Like a DJ creating a diverse mix, Scratch bounces around between subjects and personalities, eager to tell as much of the story as possible, but bound to miss something in its excitement. Still, its dogged attempt to cram so much into 90 minutes is admirable. Throughout the documentary, we are reminded of the irreverent characters that DJs truly are. Examine Jazzy Jay speaking of the good ol’ days of runnin’ with Africa Bambaataa, Red Alert, and the Zulu Nation. Witness Cut Chemist talking about digging for beats and a friend of his who rips out pages in the “R” section of phone books in hotels...just to find out where the record stores are in town. The interview footage featuring the Bulletproof Space Travelers is absolutely hysterical; it’s obvious that they could care less about being in the film and are probably wondering why a documentary needs to be made in the first place. It’s within moments of differing opinions and opposite views that things get really interesting. Steve Dee, a early beat-juggling champion who went on to perform with numerous rap groups, questions those DJs that want to win turntablist championships, but don’t want to go any further than that. The NAMM Music Convention footage is chock full of opposition. Musicians well versed in theory bitch about DJs “coming in and scratching up the place.” Still others complain about the sound being unpleasant and not very musical. However, the footage of the turntable manipulations of Rob Swift, Shortee, and Mix Master Mike can prove otherwise.

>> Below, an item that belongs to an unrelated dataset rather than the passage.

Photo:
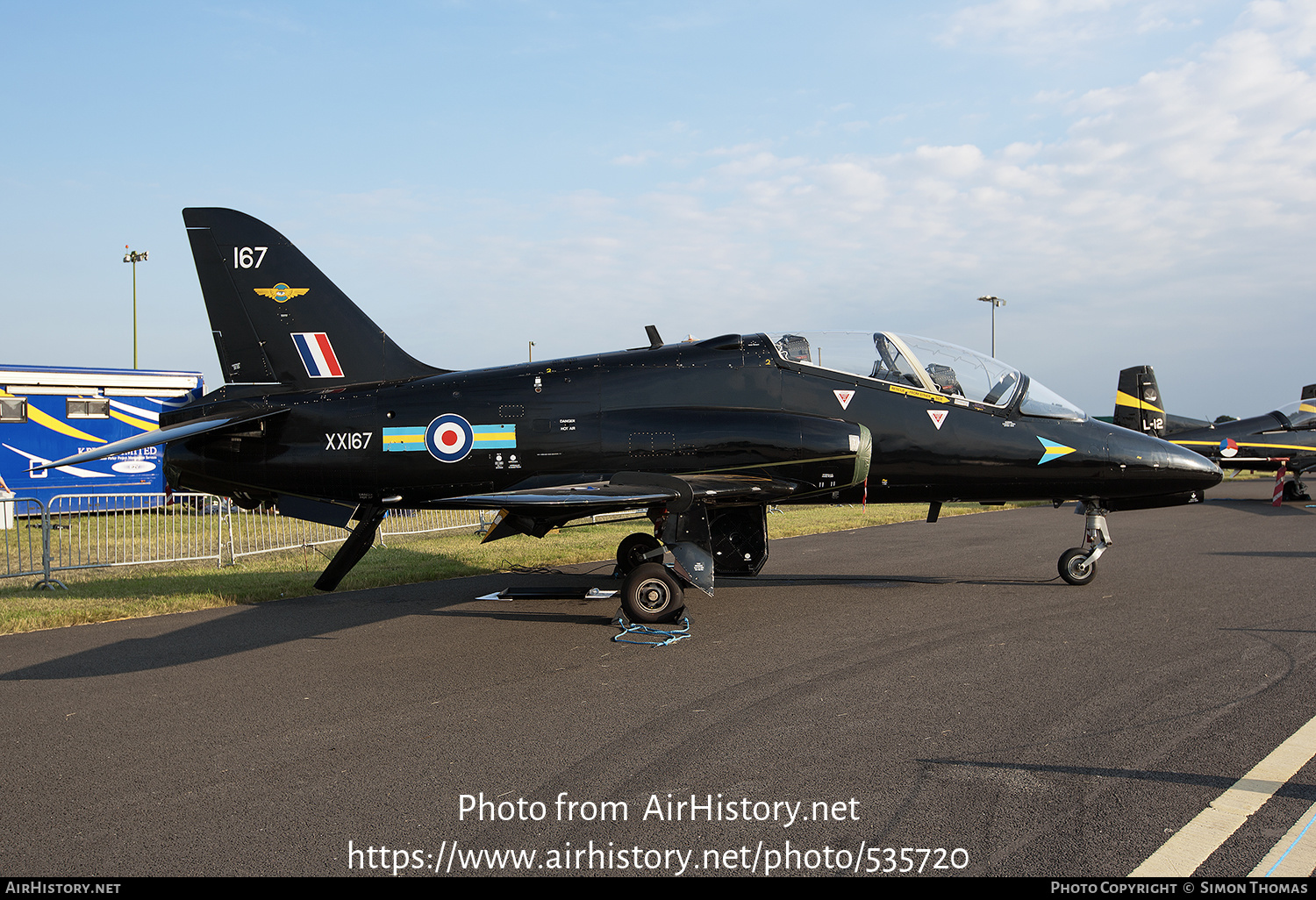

The documentary does not come without its share of criticism. Some have debated the amount of time spent on Bay Area DJs. Many have asked why Philadelphia legends like Cash Money and Jazzy Jeff aren’t included in the final cut. (Thankfully, their interviews are part of the DVD bonus material.) And there are still others who insist that Doug Pray tried to tell too much of the story at once. They’ve got a point. Each section (elements, DJs with MCs, digging, etc.) could be its own documentary. What Ken Burns did for jazz could also be done for hip-hop – this documentary proves that. Nevertheless, Scratch is great for what it is, and the DVD edition makes it even better. Can you say over four hours worth of bonus material? Perhaps a bit gluttonous, but totally worth your time and money, particularly Z-Trip’s short on “How To Rock A Party.”